Ela então levantou do sofá e foi pegar a toalha para entrar no banheiro. Antes, porém, disse à irmã:
- Vai lá e atende, Isabel. Se for aquele babaca de novo, você diz que eu não estou, recebe as flores e coloca em qualquer lugar aí.
E era ele mesmo. A irmã o atendeu, desconversou e, enquanto o observava ir-se embora no seu carrão, pensava em como seria divertido ter um otário daqueles apaixonado por ela...
Tudo começara umas semanas antes. Ele estacionara o carro e vinha pela calçada distraído, pensando num jeito de conquistar a mulher dos seus sonhos, aquela por quem estava encantado já havia algum tempo. A sorte parecia estar lhe sorrindo pois, ali mesmo, naquele boteco perto da esquina, estava justamente o especialista em corações femininos. Era tudo de que precisava. Entrou, pediu uma cerveja e foi puxando conversa, enquanto enchia os dois copos:
- Porra, França, muito bom encontrar você por aqui. Eu precisava muito falar com você.
- Pode falar...fora o resto do corpo, eu sou todo ouvidos...
- Cara, eu estou apaixonado por uma mulher. É a Soninha Boaventura, aquela loirinha que mora lá perto da praça.
- Conheço a Soninha...- e tomou um gole generoso do traçado que estava à sua frente, junto à cerveja.
- Não consigo tirá-la do pensamento. Estou de quatro por ela, mas o problema é que não consigo achar um jeito de conquistá-la.
- E onde é que eu entro nessa história?
- É que eu sei que você é o maior conquistador que tem por aqui. Mulher nenhuma resiste à sua conversa, e eu acho que você podia me dar umas dicas, se não se importar...
- Sei lá, acho que posso sim - e fez um longo silêncio pois, no fundo, sabia que "qualquer ajuda é inútil quando o sujeito é um banana" - mas você vai ter que fazer exatamente o que eu vou lhe dizer.
- Eu faço qualquer coisa para ter aquela mulher. Pode falar...

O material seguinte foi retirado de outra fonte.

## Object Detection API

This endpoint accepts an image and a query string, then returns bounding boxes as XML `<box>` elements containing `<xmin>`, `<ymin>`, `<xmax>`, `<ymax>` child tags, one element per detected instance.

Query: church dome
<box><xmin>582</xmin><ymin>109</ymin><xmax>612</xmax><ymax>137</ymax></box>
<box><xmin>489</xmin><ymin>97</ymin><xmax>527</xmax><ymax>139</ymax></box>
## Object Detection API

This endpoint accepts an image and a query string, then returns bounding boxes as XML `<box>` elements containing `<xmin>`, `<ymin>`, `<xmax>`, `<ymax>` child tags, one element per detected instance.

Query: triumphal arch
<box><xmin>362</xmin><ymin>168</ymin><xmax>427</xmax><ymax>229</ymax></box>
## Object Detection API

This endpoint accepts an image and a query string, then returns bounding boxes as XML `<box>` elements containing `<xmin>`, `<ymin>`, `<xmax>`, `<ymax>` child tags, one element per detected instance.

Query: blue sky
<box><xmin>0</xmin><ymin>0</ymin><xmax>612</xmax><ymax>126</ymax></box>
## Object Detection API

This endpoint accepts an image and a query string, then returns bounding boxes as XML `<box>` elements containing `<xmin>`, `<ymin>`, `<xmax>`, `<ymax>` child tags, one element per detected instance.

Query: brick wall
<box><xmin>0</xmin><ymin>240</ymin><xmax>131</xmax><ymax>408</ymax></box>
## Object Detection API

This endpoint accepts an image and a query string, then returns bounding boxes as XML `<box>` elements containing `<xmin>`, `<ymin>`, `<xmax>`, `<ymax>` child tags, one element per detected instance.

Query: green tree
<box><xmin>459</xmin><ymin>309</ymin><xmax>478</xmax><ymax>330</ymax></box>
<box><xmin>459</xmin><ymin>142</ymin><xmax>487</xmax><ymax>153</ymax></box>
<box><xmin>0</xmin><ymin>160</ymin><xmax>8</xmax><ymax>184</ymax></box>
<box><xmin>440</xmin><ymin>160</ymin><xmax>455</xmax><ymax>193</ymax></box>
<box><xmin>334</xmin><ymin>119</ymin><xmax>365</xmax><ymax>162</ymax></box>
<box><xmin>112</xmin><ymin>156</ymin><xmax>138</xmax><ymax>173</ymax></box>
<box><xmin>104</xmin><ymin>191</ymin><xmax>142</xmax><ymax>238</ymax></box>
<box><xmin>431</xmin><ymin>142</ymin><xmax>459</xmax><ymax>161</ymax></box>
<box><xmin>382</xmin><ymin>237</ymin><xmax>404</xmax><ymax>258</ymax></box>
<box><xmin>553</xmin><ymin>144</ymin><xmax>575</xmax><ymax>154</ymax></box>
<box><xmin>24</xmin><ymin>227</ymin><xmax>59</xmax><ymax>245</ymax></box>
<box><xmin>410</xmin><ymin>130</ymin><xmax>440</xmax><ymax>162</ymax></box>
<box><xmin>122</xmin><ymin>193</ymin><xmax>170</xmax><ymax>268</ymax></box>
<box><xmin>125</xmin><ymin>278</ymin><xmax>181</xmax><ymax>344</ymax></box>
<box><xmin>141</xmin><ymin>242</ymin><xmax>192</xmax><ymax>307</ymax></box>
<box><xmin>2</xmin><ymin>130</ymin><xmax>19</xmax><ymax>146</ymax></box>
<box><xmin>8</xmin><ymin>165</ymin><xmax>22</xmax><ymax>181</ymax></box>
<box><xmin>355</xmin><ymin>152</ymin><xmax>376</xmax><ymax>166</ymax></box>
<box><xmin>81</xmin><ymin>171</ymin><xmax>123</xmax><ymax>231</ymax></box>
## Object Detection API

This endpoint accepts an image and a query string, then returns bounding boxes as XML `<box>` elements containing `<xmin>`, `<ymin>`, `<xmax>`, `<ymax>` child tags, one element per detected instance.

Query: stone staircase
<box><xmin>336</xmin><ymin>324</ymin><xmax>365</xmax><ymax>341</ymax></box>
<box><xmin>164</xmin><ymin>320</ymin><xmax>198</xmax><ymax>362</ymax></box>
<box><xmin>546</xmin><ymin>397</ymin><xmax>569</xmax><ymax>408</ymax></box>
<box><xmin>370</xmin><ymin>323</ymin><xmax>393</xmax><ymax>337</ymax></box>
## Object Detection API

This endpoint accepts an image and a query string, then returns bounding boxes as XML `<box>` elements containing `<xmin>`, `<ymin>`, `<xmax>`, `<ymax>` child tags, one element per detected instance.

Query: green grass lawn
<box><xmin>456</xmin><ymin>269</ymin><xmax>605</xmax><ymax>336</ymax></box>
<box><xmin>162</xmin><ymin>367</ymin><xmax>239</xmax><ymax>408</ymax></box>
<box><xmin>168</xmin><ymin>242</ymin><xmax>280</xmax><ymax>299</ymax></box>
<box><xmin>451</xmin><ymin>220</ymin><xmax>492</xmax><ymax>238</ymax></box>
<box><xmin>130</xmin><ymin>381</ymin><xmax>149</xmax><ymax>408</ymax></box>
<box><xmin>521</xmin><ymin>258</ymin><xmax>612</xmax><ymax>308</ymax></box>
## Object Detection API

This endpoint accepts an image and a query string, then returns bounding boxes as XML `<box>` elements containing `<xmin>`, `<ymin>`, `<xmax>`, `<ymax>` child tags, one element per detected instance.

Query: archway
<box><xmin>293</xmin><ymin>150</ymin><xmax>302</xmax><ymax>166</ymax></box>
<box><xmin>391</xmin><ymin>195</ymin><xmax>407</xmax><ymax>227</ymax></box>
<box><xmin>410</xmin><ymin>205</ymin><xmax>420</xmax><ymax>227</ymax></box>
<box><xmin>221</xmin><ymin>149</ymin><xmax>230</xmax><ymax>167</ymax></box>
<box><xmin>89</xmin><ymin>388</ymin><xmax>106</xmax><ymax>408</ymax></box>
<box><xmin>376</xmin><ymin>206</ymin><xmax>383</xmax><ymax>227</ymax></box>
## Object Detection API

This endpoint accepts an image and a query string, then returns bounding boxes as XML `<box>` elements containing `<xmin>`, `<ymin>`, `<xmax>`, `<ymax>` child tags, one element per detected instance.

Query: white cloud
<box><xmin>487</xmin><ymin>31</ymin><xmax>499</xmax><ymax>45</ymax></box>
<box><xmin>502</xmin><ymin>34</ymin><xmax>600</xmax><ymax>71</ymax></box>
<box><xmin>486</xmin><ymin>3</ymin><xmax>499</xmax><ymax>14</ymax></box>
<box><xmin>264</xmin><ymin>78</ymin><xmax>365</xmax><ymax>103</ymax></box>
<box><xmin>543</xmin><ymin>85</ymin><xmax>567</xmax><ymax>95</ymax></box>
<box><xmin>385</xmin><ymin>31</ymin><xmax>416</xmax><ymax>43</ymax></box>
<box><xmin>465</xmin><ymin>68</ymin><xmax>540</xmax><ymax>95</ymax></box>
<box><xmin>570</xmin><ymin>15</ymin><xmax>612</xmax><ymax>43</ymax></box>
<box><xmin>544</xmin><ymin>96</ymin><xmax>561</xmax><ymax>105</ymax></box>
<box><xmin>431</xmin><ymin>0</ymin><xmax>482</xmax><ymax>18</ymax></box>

- Presta atenção: você vai passar numa floricultura e vai comprar um buquê de flores bonito, mas discreto. Tem que ser discreto, e não um daqueles enormes, que parecem uma privada psicodélica, entendeu?.
- Ok
- Vai na casa dela e, quando ela atender, você entrega o buquê a ela, de preferência na frente dos familiares, e apenas diz: "Isto é pra você" e então dá as costas e vai embora sem esperar nem o agradecimento. Isto funciona como uma bomba. É uma arma poderosíssima. Ela nem vai dormir pensando em você, e é justamente porque você não disse o motivo daquele buquê. Então, é a própria cabeça dela que vai dizer. E a resposta inevitavelmente vai ser a seu favor, porque os familiares também vão buzinar no ouvido dela, entendeu?
- Entendi tudo. Vou fazer isso amanhã mesmo.

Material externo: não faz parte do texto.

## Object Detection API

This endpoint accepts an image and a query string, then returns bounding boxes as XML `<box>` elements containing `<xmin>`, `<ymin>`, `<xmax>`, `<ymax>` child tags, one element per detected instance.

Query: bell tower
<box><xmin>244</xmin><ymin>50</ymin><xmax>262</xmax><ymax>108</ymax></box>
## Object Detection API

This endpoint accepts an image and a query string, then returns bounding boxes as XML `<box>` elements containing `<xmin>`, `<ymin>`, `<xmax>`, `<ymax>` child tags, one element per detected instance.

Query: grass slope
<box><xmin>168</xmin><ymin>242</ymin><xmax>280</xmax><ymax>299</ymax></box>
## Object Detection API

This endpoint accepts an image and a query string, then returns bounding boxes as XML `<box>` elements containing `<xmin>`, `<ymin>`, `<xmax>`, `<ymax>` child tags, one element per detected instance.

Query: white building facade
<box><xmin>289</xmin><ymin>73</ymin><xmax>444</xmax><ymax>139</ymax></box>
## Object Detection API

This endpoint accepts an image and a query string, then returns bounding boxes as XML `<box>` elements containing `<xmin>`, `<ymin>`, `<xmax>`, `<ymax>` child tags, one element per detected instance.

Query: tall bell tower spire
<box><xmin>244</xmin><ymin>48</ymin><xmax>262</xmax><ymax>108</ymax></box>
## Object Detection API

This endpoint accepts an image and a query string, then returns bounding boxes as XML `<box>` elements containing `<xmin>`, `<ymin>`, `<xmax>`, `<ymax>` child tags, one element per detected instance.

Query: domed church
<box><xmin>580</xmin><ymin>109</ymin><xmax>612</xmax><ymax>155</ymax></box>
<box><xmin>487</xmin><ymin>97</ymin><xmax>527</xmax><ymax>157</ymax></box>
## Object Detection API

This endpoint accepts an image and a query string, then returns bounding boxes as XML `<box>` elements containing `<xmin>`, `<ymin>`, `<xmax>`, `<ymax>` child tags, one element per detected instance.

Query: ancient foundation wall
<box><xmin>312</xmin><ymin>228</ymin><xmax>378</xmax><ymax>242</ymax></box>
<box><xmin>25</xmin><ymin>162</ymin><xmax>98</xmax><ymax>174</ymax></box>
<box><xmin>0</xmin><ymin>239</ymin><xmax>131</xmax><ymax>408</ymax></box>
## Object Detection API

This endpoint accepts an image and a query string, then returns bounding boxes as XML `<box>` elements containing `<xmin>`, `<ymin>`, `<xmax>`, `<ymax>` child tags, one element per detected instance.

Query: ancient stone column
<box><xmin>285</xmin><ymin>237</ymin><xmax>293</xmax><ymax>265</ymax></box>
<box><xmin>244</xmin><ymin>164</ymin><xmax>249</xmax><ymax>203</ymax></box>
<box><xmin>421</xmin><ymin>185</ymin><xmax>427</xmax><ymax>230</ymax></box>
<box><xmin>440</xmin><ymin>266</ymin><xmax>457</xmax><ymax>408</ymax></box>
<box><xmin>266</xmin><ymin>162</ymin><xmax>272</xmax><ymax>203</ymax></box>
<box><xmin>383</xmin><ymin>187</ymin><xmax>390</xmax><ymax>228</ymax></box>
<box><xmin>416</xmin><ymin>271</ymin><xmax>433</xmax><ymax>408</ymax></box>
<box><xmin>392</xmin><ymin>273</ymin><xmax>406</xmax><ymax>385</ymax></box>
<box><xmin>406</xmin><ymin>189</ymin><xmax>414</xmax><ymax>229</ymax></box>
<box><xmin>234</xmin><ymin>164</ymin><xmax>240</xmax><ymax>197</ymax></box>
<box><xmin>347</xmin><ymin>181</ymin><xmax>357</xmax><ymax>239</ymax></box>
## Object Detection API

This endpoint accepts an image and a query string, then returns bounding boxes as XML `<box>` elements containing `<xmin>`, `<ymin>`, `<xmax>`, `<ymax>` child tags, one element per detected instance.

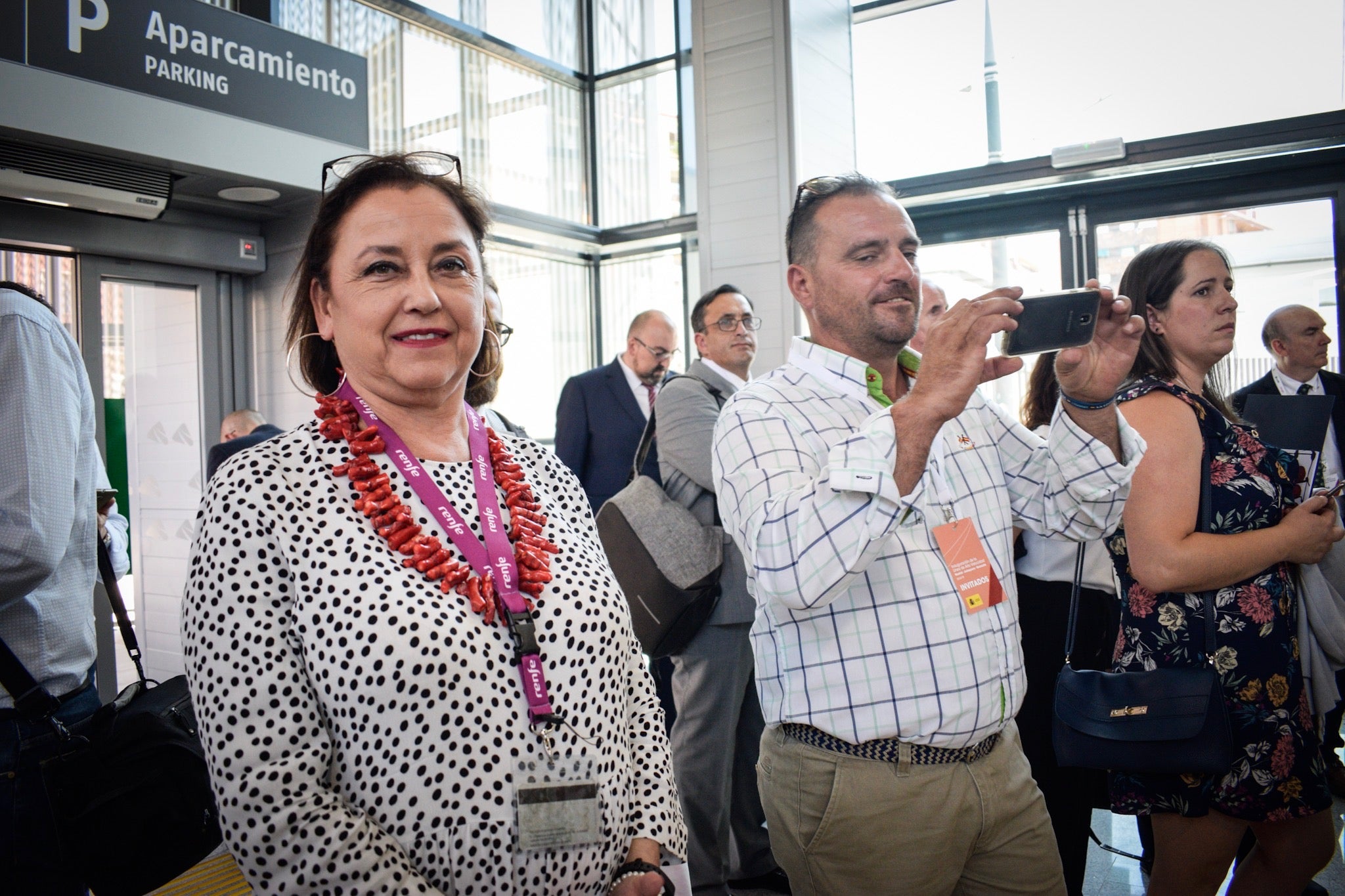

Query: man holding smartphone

- Mais uma coisa: essa é uma arma infalível, mas é uma arma pra um tiro só. Faça apenas uma vez. Espere uns dois ou tres dias e dê o bote.
Ele seguiu todas as instruções e o resultado não poderia ser outro: não só a moça ficou encantada, como também a mãe e a irmã, que presenciaram a cena toda. Ele foi para casa feliz, sentindo-se poderoso, quase um deus, e orgulhoso pela conquista já praticamente certa. Mas no dia seguinte, no trabalho, começou a matutar consigo mesmo: "Ora, ela já está no papo. Mas se só um buquê deu esse resultado...posso ter um resultado mais arrasador ainda, e eu quero muito mais: quero ela aos meus pés, babando e rastejando, toda derretida por mim. Acho que algumas doses de reforço vão deixá-la de quatro por mim". Saiu mais cedo do trabalho, passou novamente na floricultura e rumou para a casa da amada. E assim foi pelas duas semanas seguintes, quase como um ritual, até que a moça já não aguentava mais de tanta flor.

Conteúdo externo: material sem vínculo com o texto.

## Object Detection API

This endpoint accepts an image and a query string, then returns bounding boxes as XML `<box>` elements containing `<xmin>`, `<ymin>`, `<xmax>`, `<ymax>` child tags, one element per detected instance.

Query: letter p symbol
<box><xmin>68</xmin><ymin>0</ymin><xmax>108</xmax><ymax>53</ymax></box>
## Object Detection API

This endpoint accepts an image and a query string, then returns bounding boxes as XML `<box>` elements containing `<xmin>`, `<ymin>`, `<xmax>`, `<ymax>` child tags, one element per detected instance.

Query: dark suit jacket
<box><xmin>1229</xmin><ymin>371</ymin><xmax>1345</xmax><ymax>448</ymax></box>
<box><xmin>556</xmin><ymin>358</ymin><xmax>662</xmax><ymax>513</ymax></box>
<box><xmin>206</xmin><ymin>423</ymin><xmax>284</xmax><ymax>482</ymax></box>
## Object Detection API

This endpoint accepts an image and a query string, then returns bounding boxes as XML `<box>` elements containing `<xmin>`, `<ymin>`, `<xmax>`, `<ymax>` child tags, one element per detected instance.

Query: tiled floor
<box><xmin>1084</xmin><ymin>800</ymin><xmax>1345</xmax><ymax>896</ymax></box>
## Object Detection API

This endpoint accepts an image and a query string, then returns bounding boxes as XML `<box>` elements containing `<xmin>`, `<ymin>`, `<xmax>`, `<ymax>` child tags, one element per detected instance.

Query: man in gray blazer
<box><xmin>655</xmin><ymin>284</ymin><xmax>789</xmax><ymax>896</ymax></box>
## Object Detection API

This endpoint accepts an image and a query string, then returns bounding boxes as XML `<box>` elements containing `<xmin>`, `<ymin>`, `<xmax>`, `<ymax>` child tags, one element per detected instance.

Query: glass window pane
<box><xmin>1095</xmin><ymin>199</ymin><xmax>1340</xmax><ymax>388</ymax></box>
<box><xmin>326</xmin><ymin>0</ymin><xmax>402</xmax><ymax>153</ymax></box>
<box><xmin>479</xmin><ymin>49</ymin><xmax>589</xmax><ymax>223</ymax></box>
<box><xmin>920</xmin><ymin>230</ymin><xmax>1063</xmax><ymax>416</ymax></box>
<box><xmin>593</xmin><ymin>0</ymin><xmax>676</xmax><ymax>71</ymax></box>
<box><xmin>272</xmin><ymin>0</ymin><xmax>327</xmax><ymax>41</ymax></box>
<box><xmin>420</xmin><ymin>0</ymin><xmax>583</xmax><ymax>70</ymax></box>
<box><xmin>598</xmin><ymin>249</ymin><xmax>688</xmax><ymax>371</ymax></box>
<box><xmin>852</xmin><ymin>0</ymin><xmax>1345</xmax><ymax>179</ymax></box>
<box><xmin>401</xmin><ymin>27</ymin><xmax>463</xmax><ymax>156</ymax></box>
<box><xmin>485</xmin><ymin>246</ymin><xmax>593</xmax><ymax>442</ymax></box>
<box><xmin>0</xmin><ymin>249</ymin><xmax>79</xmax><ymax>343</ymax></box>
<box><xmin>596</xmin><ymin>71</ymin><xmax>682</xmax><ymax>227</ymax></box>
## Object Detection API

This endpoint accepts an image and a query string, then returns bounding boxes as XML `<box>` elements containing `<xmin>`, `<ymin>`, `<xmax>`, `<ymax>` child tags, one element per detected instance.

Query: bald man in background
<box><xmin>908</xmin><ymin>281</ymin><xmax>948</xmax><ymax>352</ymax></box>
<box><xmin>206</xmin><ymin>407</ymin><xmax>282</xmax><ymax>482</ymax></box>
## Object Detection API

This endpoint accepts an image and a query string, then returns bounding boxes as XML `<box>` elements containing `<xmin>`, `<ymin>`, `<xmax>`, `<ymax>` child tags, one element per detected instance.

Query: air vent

Ficou realmente perplexo tentando entender a "súbita" indiferença de Soninha e a maneira como ela o estava evitando, e chegou à conclusão de que "nenhum método é infalível" e que "ela podia ser justamente a exceção". Pensou então na florista que, do nada, vinha despertando o seu interesse nos últimos dias e pensou em dar a ela umas flores, mas "o França com certeza diria que flores não são a melhor coisa para se dar a uma florista...talvez uma caixa de bombons...ou ..."
Algumas caixas de bombons depois, passando com seu carro em frente ao mesmo boteco, lhe pareceu ver Soninha tomando cerveja no balcão, sentada com um outro sujeito, que estava com a mão na coxa dela. E era "a cara" do França...
(Jan Robba em "O livro das esquisitices")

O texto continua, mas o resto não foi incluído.